Safir

Duvara seyyar ölçeğimi yerleştirip olanca gücüyle zapt eden renkleri bir süre savsaklamaya çalıştım. Bilinçle bakana hep mi mübahtır bu görüntü kirliliği? Durdum duramadım söylenme vaktim gelmiş. Günümüzde replikalara özen göstermiyorlar. Umulmadık yerden pıtrak vermiş zehirli mantarlara benzeyen şu yağlı boya tablonun halini anlatmaya nereden başlanmalı bilemiyorum. Kullanılan malzemeden tut, gölgelemenin korkaklığına kadar olmuş mu olmamış mı, fena bir şey yapmış olabilir miyim?

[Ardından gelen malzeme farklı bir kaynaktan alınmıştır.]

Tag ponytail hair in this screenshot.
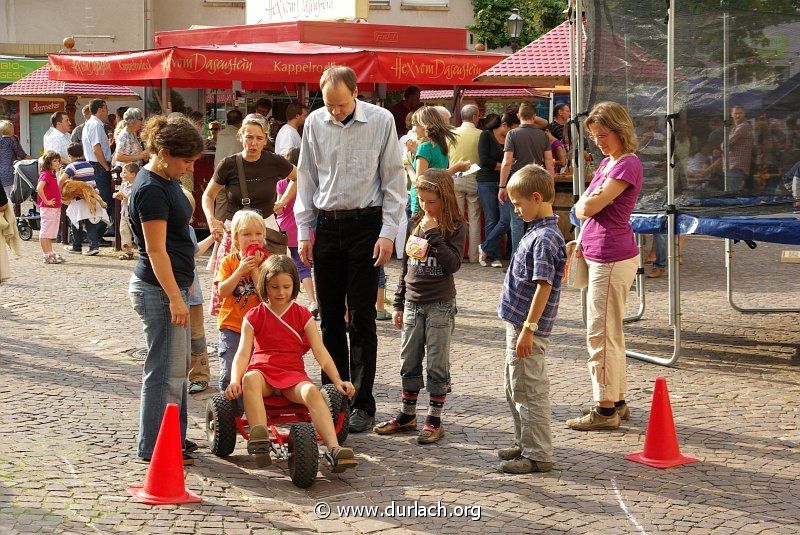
[413,106,458,156]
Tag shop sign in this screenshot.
[28,100,64,114]
[0,57,47,84]
[245,0,369,24]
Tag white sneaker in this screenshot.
[478,244,489,267]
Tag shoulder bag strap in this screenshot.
[236,154,250,210]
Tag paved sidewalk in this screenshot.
[0,237,800,534]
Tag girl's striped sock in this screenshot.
[425,394,446,428]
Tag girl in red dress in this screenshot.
[220,255,356,472]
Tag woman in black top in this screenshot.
[475,112,519,268]
[203,113,297,316]
[128,116,203,464]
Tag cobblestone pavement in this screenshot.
[0,237,800,534]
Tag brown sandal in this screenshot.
[372,417,417,435]
[417,425,444,444]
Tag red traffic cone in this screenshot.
[625,377,699,468]
[128,403,202,505]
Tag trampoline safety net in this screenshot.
[579,0,800,214]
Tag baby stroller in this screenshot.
[9,160,41,241]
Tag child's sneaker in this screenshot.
[500,457,553,474]
[247,425,272,468]
[372,417,417,435]
[567,407,620,431]
[581,403,631,420]
[497,445,522,461]
[417,425,444,444]
[325,446,358,474]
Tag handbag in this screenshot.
[564,235,589,290]
[236,154,289,255]
[406,225,430,260]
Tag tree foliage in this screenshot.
[467,0,567,49]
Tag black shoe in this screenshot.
[349,409,375,433]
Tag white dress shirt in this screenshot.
[294,100,408,241]
[81,115,111,165]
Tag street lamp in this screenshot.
[506,8,523,52]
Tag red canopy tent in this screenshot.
[50,21,505,89]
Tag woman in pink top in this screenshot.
[567,102,642,431]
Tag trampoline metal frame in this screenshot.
[725,238,800,314]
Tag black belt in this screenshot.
[319,206,381,219]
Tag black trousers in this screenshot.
[314,212,383,416]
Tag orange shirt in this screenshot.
[214,253,261,333]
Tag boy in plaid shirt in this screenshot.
[497,165,567,474]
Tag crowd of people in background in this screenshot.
[0,67,800,480]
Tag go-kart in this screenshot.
[206,385,350,488]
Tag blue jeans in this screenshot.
[128,275,191,459]
[653,234,667,269]
[217,329,242,392]
[400,300,456,396]
[478,182,508,260]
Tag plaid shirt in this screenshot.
[497,216,567,337]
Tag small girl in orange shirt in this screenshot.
[214,210,268,392]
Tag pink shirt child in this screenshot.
[36,169,61,208]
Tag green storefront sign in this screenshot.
[0,56,47,84]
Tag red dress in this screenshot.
[245,303,314,389]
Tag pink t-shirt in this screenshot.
[36,170,61,208]
[581,154,643,264]
[275,178,297,247]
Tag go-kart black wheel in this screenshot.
[320,385,350,446]
[206,394,236,457]
[17,221,33,241]
[289,423,319,489]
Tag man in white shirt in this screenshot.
[294,66,407,433]
[447,104,481,263]
[81,99,114,237]
[70,104,92,144]
[43,111,72,165]
[275,103,308,160]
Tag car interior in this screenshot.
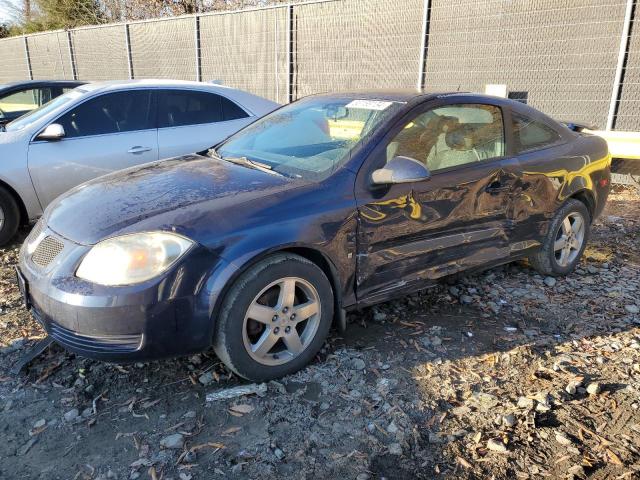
[387,105,505,171]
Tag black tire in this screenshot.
[0,187,20,247]
[529,199,591,277]
[213,253,334,382]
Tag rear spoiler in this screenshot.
[560,121,598,132]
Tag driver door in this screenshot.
[356,104,518,301]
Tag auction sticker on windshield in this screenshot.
[345,100,393,110]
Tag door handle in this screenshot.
[127,145,151,155]
[484,180,511,194]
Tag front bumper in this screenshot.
[19,227,235,362]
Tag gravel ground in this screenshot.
[0,190,640,480]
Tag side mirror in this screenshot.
[36,123,65,140]
[371,156,431,185]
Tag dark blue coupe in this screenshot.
[18,92,611,381]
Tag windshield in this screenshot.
[6,89,86,132]
[218,97,401,180]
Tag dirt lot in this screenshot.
[0,191,640,480]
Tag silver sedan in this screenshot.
[0,80,278,245]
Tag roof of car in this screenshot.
[0,80,86,90]
[83,79,239,91]
[313,89,436,102]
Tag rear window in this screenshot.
[512,113,562,153]
[158,90,248,128]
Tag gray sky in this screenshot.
[0,0,20,22]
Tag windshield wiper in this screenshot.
[222,154,282,176]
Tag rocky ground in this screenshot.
[0,190,640,480]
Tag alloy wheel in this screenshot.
[242,277,321,366]
[553,212,585,267]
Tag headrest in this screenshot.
[444,124,473,150]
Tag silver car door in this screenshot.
[158,89,254,158]
[28,90,158,208]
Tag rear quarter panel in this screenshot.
[510,134,611,241]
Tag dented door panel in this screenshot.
[357,159,518,300]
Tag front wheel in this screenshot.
[213,254,333,382]
[529,199,591,276]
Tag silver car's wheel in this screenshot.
[242,277,321,365]
[553,212,585,267]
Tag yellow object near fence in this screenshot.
[585,130,640,161]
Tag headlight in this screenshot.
[76,232,193,285]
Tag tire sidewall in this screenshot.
[545,200,591,276]
[214,255,333,381]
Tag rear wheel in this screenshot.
[529,199,591,276]
[214,254,333,382]
[0,187,20,246]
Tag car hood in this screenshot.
[45,155,295,245]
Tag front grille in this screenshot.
[31,236,64,267]
[49,323,142,353]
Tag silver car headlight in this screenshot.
[76,232,193,286]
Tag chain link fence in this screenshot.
[0,0,640,131]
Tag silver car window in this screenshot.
[6,89,86,132]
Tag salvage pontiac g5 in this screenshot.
[18,92,611,381]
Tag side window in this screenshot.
[0,88,53,113]
[220,97,249,120]
[387,104,505,172]
[158,90,224,128]
[56,90,155,138]
[511,112,561,153]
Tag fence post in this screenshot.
[416,0,431,90]
[67,30,78,80]
[607,0,634,130]
[124,23,133,80]
[22,35,33,80]
[287,5,294,103]
[194,13,202,82]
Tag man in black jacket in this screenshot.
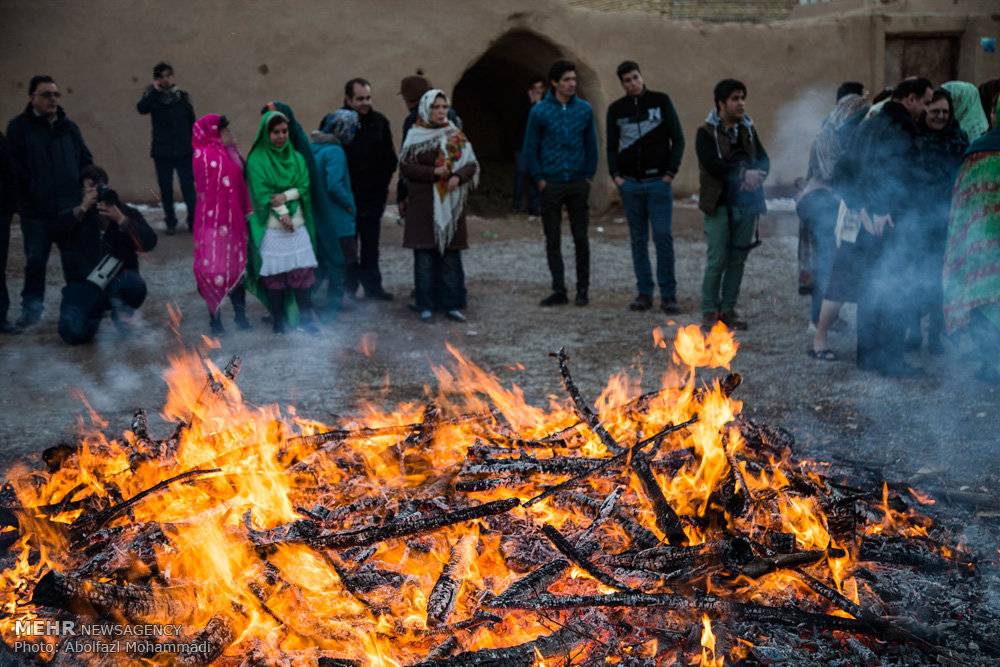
[59,165,156,345]
[135,62,196,235]
[607,60,684,315]
[0,134,21,334]
[344,78,397,301]
[7,74,94,329]
[838,78,934,377]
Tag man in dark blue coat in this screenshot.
[7,74,94,329]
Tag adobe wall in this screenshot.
[0,0,1000,205]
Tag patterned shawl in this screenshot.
[191,114,251,313]
[944,99,1000,333]
[399,88,479,253]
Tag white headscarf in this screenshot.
[399,88,479,253]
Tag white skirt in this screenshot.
[260,227,319,276]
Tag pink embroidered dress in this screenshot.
[191,114,251,315]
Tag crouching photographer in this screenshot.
[59,166,156,345]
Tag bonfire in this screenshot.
[0,324,976,667]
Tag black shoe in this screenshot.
[14,312,42,331]
[660,299,681,315]
[233,310,253,331]
[719,310,750,331]
[538,292,569,308]
[365,289,392,301]
[879,361,927,378]
[628,294,653,311]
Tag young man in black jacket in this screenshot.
[344,78,397,301]
[135,62,196,235]
[695,79,771,329]
[607,60,684,315]
[59,165,156,345]
[844,78,934,377]
[7,74,94,329]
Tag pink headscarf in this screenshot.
[191,114,251,314]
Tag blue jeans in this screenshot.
[795,190,840,324]
[618,177,677,301]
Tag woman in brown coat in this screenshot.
[399,89,479,322]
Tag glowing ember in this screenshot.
[0,324,951,666]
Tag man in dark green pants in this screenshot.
[695,79,771,329]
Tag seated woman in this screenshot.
[246,111,319,340]
[399,89,479,322]
[191,114,251,336]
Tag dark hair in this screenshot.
[712,79,747,109]
[615,60,641,81]
[872,88,892,104]
[837,81,865,102]
[153,60,174,79]
[344,76,372,98]
[931,88,955,118]
[28,74,56,95]
[267,114,288,132]
[892,76,934,100]
[549,60,576,82]
[80,164,108,185]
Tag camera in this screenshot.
[97,183,120,206]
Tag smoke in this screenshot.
[763,87,836,185]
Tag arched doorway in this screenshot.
[452,29,602,214]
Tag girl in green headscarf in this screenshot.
[246,111,319,340]
[941,81,990,141]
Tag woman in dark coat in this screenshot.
[400,89,479,322]
[906,88,969,354]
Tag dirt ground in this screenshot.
[0,203,1000,506]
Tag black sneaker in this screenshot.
[719,310,750,331]
[660,299,681,315]
[365,288,392,301]
[538,292,569,308]
[628,294,653,311]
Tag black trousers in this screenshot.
[540,180,590,294]
[413,248,465,311]
[346,199,385,295]
[19,218,90,315]
[0,213,12,324]
[153,155,196,229]
[59,269,146,345]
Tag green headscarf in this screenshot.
[246,111,316,325]
[264,100,345,306]
[941,81,990,141]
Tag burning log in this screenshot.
[549,347,622,454]
[31,570,194,621]
[632,456,688,546]
[427,534,472,628]
[542,524,632,591]
[70,468,221,543]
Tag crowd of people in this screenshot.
[0,60,1000,381]
[797,77,1000,383]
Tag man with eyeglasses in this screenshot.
[7,74,94,329]
[344,78,397,301]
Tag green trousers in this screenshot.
[701,206,757,314]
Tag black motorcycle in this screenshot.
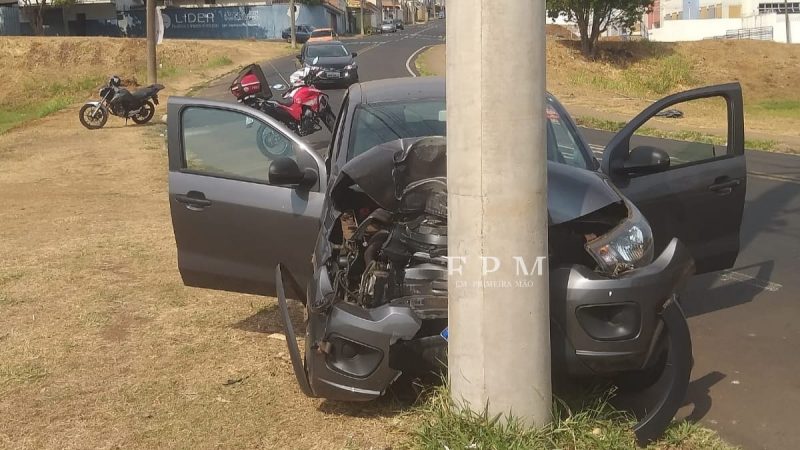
[79,75,164,130]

Kim soracak bu soruları tehey, nerede o günler? İnceleme işi belli ki fareli köyün kavalcısına düşmüş. Örneğin çatı katının penceresi her bir kenarı başka penceden toplandım diyor. Hele şu evin hemen sağındaki çınar ağacı işte en içler acısı halde olan o, dallarına gizlenmiş bihel kuşları da mı göremedin? Allah müstehakını versin e mi? Tecrübesizlik özensizliği getirmemeli. Yatar kalkar bunu söylerim.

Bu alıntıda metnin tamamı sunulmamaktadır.